Depression and mental anguish affect few groups more than entrepreneurs, who face the unique challenge of maintaining a façade of confidence, often based on an experience that they don’t have.

Many founders and entrepreneurs feel they can’t ask for help. Instead, they put on a brave face and project an air of certainty and clarity, even when that’s not how they feel. But the reality is that we don’t have much control over the entrepreneurial process and where it’s going to end up. The entrepreneurial community needs to be much more open about having that dialogue, both publicly and privately.

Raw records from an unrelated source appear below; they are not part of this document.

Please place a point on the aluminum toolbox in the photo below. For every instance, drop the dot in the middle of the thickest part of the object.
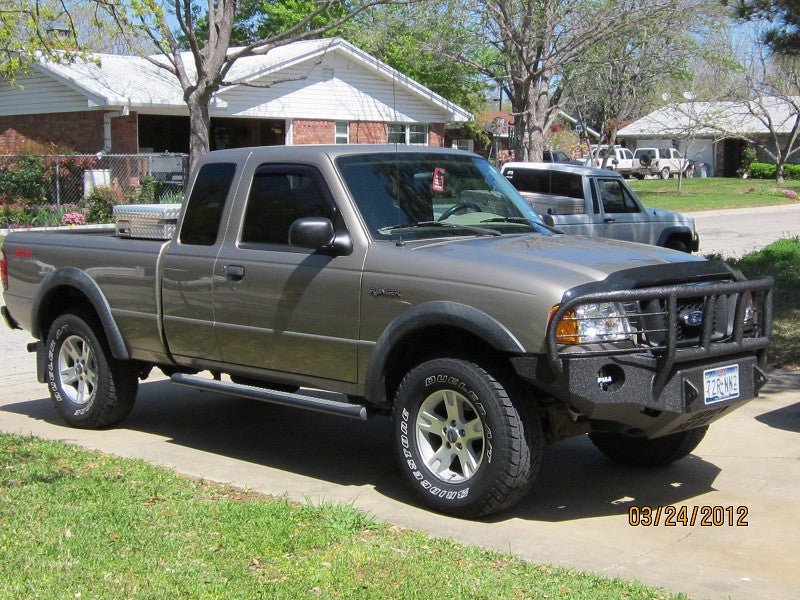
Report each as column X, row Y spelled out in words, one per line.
column 147, row 221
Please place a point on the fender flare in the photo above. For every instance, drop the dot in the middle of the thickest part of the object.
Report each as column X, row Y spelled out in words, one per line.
column 681, row 231
column 432, row 314
column 75, row 278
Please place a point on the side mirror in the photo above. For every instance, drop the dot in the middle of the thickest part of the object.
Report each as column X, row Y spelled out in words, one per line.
column 317, row 233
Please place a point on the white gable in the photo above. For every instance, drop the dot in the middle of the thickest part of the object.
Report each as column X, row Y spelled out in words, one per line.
column 361, row 87
column 336, row 88
column 37, row 94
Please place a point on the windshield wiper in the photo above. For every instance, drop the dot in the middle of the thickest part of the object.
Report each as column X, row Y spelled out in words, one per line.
column 520, row 220
column 470, row 228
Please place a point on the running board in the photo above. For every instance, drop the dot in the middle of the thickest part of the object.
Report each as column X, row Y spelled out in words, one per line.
column 332, row 407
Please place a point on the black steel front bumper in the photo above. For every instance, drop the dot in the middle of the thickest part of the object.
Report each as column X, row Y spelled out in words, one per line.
column 652, row 389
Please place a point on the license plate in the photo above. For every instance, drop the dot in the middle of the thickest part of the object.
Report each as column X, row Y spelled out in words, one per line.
column 721, row 384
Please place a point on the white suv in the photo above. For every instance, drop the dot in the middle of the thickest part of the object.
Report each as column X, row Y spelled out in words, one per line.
column 663, row 162
column 621, row 159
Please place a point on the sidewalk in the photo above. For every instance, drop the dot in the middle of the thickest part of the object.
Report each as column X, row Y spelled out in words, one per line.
column 577, row 515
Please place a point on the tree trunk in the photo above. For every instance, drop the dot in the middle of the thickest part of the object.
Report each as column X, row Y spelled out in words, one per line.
column 199, row 126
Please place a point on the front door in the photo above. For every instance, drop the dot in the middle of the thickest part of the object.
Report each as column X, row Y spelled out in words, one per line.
column 283, row 308
column 622, row 215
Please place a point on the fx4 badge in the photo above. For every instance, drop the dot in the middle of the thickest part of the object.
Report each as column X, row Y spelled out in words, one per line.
column 378, row 292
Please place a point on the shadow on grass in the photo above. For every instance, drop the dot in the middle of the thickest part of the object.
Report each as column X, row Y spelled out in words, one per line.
column 575, row 482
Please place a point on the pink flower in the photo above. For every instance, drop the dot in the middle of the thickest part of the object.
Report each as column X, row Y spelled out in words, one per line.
column 73, row 218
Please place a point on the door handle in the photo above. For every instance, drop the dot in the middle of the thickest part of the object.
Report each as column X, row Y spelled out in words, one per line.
column 233, row 272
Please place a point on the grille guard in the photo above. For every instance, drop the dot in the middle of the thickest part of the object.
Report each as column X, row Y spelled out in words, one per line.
column 671, row 352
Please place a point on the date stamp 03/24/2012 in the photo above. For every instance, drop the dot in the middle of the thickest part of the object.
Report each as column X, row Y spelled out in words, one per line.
column 688, row 516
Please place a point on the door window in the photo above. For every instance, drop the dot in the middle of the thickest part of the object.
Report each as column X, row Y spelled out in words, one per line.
column 204, row 209
column 277, row 199
column 615, row 198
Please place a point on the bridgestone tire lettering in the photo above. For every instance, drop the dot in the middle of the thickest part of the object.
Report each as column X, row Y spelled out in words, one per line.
column 116, row 381
column 511, row 443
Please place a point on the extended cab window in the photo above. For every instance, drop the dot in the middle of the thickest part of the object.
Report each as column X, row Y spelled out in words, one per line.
column 566, row 184
column 204, row 209
column 278, row 197
column 533, row 181
column 615, row 197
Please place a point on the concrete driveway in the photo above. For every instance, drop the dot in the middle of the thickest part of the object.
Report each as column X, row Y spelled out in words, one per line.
column 739, row 231
column 577, row 516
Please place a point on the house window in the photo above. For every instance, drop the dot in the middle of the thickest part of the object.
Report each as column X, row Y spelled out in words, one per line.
column 415, row 134
column 342, row 132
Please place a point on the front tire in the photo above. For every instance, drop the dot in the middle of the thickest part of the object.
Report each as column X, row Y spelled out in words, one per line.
column 463, row 444
column 643, row 452
column 89, row 387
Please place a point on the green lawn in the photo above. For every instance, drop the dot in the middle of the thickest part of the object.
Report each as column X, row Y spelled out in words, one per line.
column 781, row 260
column 80, row 524
column 712, row 193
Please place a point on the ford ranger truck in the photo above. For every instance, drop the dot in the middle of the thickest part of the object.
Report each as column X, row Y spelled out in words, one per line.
column 414, row 282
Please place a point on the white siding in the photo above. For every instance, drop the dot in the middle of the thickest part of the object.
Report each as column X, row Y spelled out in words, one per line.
column 355, row 93
column 36, row 94
column 697, row 150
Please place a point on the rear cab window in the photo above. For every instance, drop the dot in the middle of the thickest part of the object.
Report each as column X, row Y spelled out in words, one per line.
column 278, row 196
column 201, row 222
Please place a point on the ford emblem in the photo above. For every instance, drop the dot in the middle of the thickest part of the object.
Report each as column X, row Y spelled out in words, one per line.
column 693, row 318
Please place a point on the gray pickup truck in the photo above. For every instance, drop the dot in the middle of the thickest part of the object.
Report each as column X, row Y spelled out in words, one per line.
column 416, row 283
column 598, row 202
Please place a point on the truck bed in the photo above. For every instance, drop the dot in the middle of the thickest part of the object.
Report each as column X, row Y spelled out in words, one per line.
column 124, row 269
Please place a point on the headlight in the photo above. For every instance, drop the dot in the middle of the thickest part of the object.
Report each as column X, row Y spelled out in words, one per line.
column 592, row 323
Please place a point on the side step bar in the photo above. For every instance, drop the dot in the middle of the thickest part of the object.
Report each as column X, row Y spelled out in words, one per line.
column 332, row 407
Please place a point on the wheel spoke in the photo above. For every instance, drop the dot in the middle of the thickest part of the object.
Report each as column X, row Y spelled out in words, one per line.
column 69, row 375
column 72, row 351
column 82, row 393
column 469, row 462
column 441, row 460
column 473, row 430
column 430, row 422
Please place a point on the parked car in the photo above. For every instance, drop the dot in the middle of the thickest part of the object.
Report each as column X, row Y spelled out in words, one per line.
column 589, row 201
column 415, row 283
column 558, row 156
column 621, row 159
column 664, row 162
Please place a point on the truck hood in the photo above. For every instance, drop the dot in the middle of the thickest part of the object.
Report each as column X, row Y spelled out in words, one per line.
column 534, row 264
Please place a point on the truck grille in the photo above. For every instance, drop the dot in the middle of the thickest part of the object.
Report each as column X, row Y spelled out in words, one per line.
column 677, row 323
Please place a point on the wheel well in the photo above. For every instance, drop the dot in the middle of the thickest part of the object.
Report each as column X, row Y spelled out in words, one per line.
column 65, row 299
column 435, row 342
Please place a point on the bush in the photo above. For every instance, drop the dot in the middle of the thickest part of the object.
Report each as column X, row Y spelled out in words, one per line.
column 762, row 171
column 24, row 181
column 98, row 205
column 767, row 171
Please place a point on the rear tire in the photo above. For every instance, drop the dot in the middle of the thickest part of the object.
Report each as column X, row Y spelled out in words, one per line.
column 643, row 452
column 464, row 445
column 89, row 387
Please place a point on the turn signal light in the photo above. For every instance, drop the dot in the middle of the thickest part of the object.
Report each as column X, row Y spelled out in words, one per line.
column 567, row 329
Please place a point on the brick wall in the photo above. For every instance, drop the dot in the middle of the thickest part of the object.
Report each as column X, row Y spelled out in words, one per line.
column 125, row 134
column 313, row 132
column 366, row 132
column 79, row 131
column 436, row 134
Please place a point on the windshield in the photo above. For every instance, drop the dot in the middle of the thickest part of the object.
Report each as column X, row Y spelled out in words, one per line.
column 409, row 195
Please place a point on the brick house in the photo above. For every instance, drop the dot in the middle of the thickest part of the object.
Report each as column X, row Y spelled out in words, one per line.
column 311, row 92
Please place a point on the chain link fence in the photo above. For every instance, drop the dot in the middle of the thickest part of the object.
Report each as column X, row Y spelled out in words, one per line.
column 68, row 179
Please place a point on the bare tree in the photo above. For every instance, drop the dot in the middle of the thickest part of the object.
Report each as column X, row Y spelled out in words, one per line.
column 204, row 67
column 535, row 43
column 619, row 79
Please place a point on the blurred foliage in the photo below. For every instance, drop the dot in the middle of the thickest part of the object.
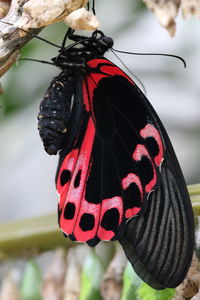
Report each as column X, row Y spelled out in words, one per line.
column 91, row 276
column 31, row 282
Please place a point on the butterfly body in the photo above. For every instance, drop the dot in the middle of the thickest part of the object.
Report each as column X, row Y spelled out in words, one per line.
column 118, row 177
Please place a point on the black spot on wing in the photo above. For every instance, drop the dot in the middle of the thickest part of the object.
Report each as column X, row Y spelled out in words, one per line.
column 65, row 177
column 87, row 222
column 69, row 211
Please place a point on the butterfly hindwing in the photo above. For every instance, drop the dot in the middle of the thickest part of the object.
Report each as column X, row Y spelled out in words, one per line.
column 117, row 162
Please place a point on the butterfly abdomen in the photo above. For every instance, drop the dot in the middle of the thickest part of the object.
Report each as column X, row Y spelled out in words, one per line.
column 55, row 112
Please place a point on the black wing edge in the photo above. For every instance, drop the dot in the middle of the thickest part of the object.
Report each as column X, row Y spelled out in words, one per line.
column 159, row 244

Founders and executives can do several things to protect themselves and their teams at every stage of the entrepreneurial journey.

1. Get a coach

In an entrepreneurial world where expectations are high and the performance bar continues to rise, coaching can create a meaningful dialogue about the challenges of growing a business. A coach who is outside the mix of your daily activities can be an especially important confidant as you confront the tsunami of decisions required to build your enterprise. Coaches can offer a new perspective, provide objective feedback and be there for you in your darkest and most confusing moments.

2. Be organized

Clear the clutter. Create a space where you’re able to have presence of mind. Indulge in some self-care. Learn to delegate tasks and responsibilities. A meditation practice offers some balancing moments to the day, and can literally change your brain chemistry.

3. Celebrate every win

The day-to-day is filled with small victories and progressions that, when left unacknowledged, can leave leaders or teams feeling depleted as they continue to invest 100%+ of themselves in the success of the enterprise. Remember that your entrepreneurial journey is a marathon, not a sprint. It’s important to accumulate a storehouse of these small wins to see you through more difficult times.

If you’re getting burned out, falling into a pattern of high anxiety or moving into depression, let someone know. Don’t wait until it’s too late. Many of these dark paths can be lit by seeking the right kind of support from friends, colleagues and professionals, by optimizing your self-care and by simply realizing you don’t have to be superhuman.

But coaching is not therapy, so if you’re feeling more despondent than you think you should, please reach out to a registered therapist or the national suicide prevention hotline—1-800-273-8555—right away.